As you can see, none of these things seem to work.
我在做什么错了?
我想知道是否与<Constant>
元素为空的事实有关?
I'm wondering if it has something to do with the fact that <Constant>
elements are empty?
此处为xml来源: https://www .dropbox.com/s/i6hga7nvmcd6rxx/ct.cps?dl = 0
Source xml here: https://www.dropbox.com/s/i6hga7nvmcd6rxx/ct.cps?dl=0
推荐答案
以下是获取所需值的方法:
Here is how you can get the values you are looking for:
from lxml import etree
parsed = etree.parse('ct.cps')
for a in parsed.findall("//{http://www.copasi.org/static/schema}Constant"):
print a.attrib["key"]
输出:
Parameter_4344
Parameter_4343
Parameter_4342
Parameter_4341
Parameter_4340
Parameter_4339
Parameter_4338
Parameter_4337
Parameter_4336
Parameter_4335
Parameter_4334
Parameter_4333
Parameter_4332
Parameter_4331
Parameter_4330
Parameter_4329
Parameter_4328
Parameter_4327
Parameter_4326
Parameter_4325
Parameter_4324
Parameter_4323
Parameter_4322
Parameter_4321
Parameter_4320
Parameter_4319
这里重要的是,XML文件中的COPASI
根元素(Dropbox URL上的实际元素)声明了默认名称空间(http://www.copasi.org/static/schema
).这意味着该元素及其所有后代(包括Constant
)都属于该命名空间.
The important thing here is that the COPASI
root element in your XML file (the real one at the Dropbox URL) declares a default namespace (http://www.copasi.org/static/schema
).

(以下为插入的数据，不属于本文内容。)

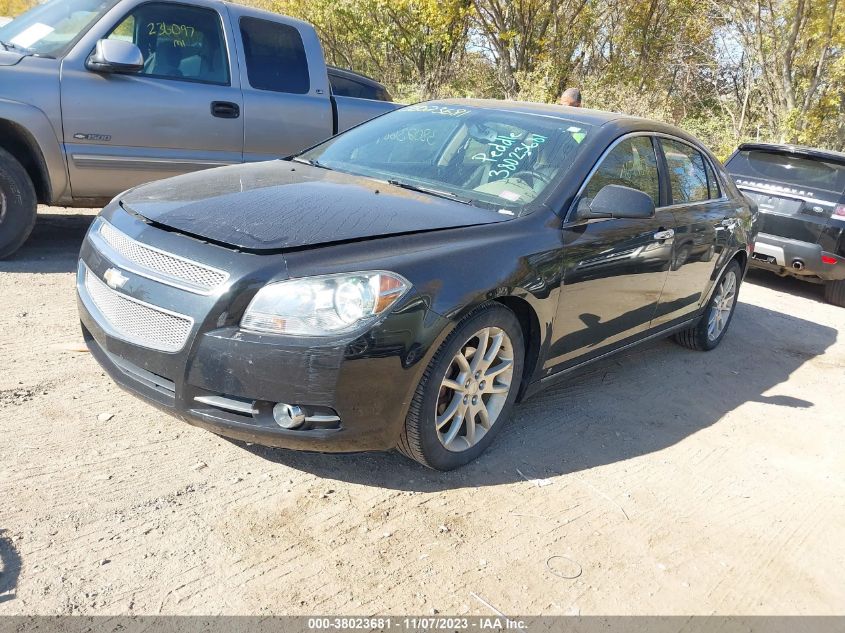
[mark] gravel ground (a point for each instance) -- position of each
(668, 481)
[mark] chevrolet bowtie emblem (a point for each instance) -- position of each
(115, 278)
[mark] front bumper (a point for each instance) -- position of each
(355, 392)
(793, 257)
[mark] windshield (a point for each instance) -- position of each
(798, 171)
(49, 28)
(490, 158)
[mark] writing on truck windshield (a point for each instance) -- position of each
(495, 159)
(49, 28)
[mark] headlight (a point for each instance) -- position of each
(323, 306)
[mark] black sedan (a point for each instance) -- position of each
(403, 284)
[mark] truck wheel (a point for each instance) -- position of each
(834, 293)
(18, 204)
(466, 393)
(711, 328)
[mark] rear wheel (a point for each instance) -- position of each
(18, 205)
(711, 328)
(467, 391)
(834, 293)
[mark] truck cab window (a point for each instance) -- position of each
(178, 42)
(275, 57)
(632, 163)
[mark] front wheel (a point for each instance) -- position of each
(17, 205)
(467, 391)
(711, 328)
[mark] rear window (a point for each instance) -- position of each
(797, 171)
(275, 56)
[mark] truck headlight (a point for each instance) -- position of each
(325, 305)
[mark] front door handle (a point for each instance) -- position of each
(225, 110)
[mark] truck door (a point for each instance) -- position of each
(287, 106)
(181, 113)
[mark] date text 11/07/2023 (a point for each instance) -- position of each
(421, 623)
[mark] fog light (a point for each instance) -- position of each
(288, 416)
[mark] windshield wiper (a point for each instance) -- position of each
(432, 192)
(9, 46)
(311, 161)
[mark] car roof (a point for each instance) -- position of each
(799, 150)
(585, 115)
(597, 118)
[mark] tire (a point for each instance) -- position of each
(421, 439)
(18, 205)
(834, 293)
(699, 336)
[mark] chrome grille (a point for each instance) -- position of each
(164, 267)
(137, 322)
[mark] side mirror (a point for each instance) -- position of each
(115, 56)
(617, 201)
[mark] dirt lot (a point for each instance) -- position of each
(677, 483)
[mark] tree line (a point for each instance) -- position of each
(726, 70)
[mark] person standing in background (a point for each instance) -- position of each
(571, 97)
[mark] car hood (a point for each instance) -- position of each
(9, 58)
(280, 205)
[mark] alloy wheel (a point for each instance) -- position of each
(723, 304)
(475, 389)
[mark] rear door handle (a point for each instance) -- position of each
(225, 110)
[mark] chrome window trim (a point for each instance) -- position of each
(624, 137)
(121, 261)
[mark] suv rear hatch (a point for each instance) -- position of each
(796, 190)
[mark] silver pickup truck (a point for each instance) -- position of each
(97, 96)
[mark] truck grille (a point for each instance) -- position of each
(164, 267)
(137, 322)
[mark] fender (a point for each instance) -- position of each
(44, 142)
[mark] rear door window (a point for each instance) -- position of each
(712, 182)
(687, 174)
(632, 163)
(177, 42)
(275, 56)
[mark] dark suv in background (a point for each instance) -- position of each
(800, 193)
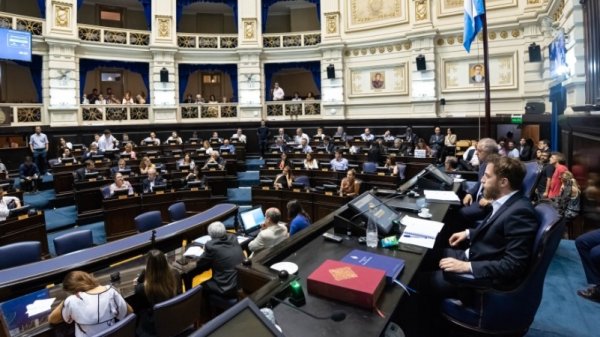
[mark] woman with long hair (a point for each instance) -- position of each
(299, 218)
(93, 307)
(158, 283)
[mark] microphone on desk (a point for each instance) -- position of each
(336, 315)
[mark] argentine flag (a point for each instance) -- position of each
(473, 21)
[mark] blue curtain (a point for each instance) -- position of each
(231, 3)
(268, 3)
(185, 70)
(272, 68)
(141, 68)
(35, 68)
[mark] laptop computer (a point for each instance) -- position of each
(250, 221)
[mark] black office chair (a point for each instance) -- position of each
(496, 312)
(123, 328)
(177, 211)
(19, 253)
(73, 241)
(177, 316)
(148, 221)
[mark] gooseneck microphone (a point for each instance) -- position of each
(336, 315)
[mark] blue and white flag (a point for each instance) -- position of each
(474, 9)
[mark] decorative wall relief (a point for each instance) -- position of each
(389, 80)
(366, 14)
(468, 75)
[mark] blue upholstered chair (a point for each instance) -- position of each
(19, 253)
(73, 241)
(178, 314)
(304, 180)
(369, 167)
(511, 312)
(123, 328)
(532, 177)
(177, 211)
(148, 221)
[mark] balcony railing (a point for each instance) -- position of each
(293, 109)
(207, 41)
(117, 113)
(285, 40)
(114, 35)
(25, 23)
(191, 112)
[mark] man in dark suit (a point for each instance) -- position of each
(500, 248)
(221, 254)
(152, 180)
(81, 172)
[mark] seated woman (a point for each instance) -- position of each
(157, 283)
(310, 163)
(146, 165)
(300, 219)
(66, 156)
(284, 179)
(283, 161)
(93, 307)
(350, 186)
(186, 160)
(129, 151)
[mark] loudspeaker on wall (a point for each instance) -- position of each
(331, 71)
(164, 75)
(535, 55)
(421, 63)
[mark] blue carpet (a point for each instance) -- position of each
(60, 218)
(248, 178)
(40, 199)
(240, 196)
(98, 233)
(562, 312)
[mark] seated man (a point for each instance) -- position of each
(339, 163)
(30, 175)
(7, 203)
(120, 184)
(221, 254)
(500, 248)
(121, 166)
(227, 146)
(152, 180)
(81, 172)
(271, 232)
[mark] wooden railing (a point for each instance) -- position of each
(111, 35)
(286, 40)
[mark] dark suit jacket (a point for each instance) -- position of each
(157, 181)
(502, 245)
(222, 256)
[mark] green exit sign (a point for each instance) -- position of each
(517, 119)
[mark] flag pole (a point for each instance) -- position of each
(486, 68)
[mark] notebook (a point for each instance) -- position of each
(391, 265)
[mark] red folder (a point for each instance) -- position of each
(349, 283)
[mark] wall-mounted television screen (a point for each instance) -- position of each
(15, 45)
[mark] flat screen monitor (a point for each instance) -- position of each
(252, 219)
(382, 214)
(243, 319)
(16, 212)
(15, 314)
(16, 45)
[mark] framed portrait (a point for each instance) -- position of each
(368, 81)
(458, 74)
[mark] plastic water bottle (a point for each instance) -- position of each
(372, 237)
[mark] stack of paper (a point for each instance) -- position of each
(193, 251)
(442, 196)
(39, 306)
(420, 232)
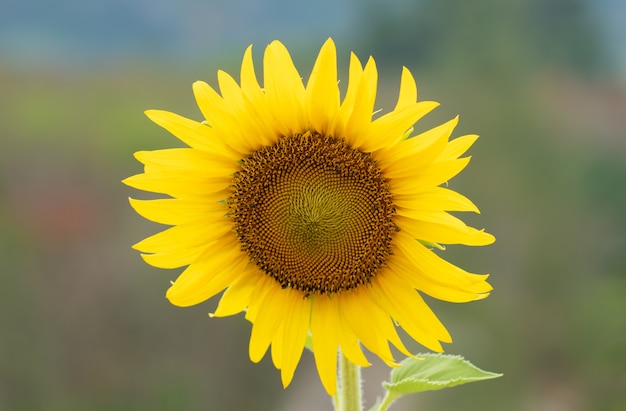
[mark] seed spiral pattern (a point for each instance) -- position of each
(313, 213)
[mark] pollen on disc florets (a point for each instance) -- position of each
(313, 213)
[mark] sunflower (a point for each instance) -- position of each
(309, 215)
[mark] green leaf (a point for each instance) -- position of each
(433, 372)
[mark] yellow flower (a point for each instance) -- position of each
(313, 217)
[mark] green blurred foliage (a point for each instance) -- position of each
(84, 322)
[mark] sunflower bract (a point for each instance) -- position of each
(308, 214)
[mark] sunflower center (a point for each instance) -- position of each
(313, 213)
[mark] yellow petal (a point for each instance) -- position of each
(188, 131)
(187, 159)
(239, 294)
(183, 185)
(367, 321)
(325, 335)
(189, 235)
(410, 311)
(295, 326)
(435, 174)
(440, 227)
(174, 211)
(249, 84)
(284, 89)
(390, 128)
(358, 125)
(322, 92)
(436, 269)
(339, 125)
(458, 147)
(409, 157)
(408, 90)
(436, 199)
(433, 286)
(207, 276)
(267, 320)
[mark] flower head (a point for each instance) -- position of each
(308, 214)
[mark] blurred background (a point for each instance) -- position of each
(84, 324)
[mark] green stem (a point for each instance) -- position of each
(348, 397)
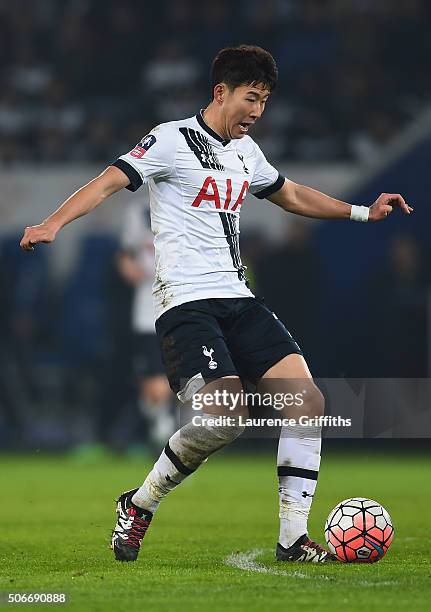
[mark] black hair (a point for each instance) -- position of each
(244, 65)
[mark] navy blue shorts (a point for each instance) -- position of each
(206, 339)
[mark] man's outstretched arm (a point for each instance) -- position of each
(77, 205)
(308, 202)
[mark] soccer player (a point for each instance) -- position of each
(212, 330)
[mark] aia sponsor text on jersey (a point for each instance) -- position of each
(210, 192)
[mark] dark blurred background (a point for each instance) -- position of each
(81, 81)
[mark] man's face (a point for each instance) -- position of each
(242, 107)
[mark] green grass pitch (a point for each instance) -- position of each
(56, 518)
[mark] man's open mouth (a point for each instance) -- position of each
(244, 127)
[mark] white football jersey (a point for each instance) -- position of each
(197, 183)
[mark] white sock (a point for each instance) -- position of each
(185, 451)
(298, 463)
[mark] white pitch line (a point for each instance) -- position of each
(247, 562)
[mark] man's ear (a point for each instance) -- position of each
(219, 92)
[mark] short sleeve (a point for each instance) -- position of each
(266, 179)
(152, 158)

This means that the element and all its descendants, including Constant
, belong to that namespace.
因此,您需要查找{http://www.copasi.org/static/schema}Constant
元素,而不是Constant
元素.
So instead of Constant
elements, you need to look for {http://www.copasi.org/static/schema}Constant
elements.
请参见 http://lxml.de/tutorial.html#namespaces .
以下是使用XPath代替findall
的方法:
Here is how you could do it using XPath instead of findall
:
from lxml import etree
NSMAP = {"c": "http://www.copasi.org/static/schema"}
parsed = etree.parse('ct.cps')
for a in parsed.xpath("//c:Constant", namespaces=NSMAP):
print a.attrib["key"]
请参见 http://lxml.de/xpathxslt.html#namespaces-and-prefixes .
这篇关于使用Python解析XML-访问元素的文章就介绍到这了,希望我们推荐的答案对大家有所帮助,也希望大家多多支持IT屋!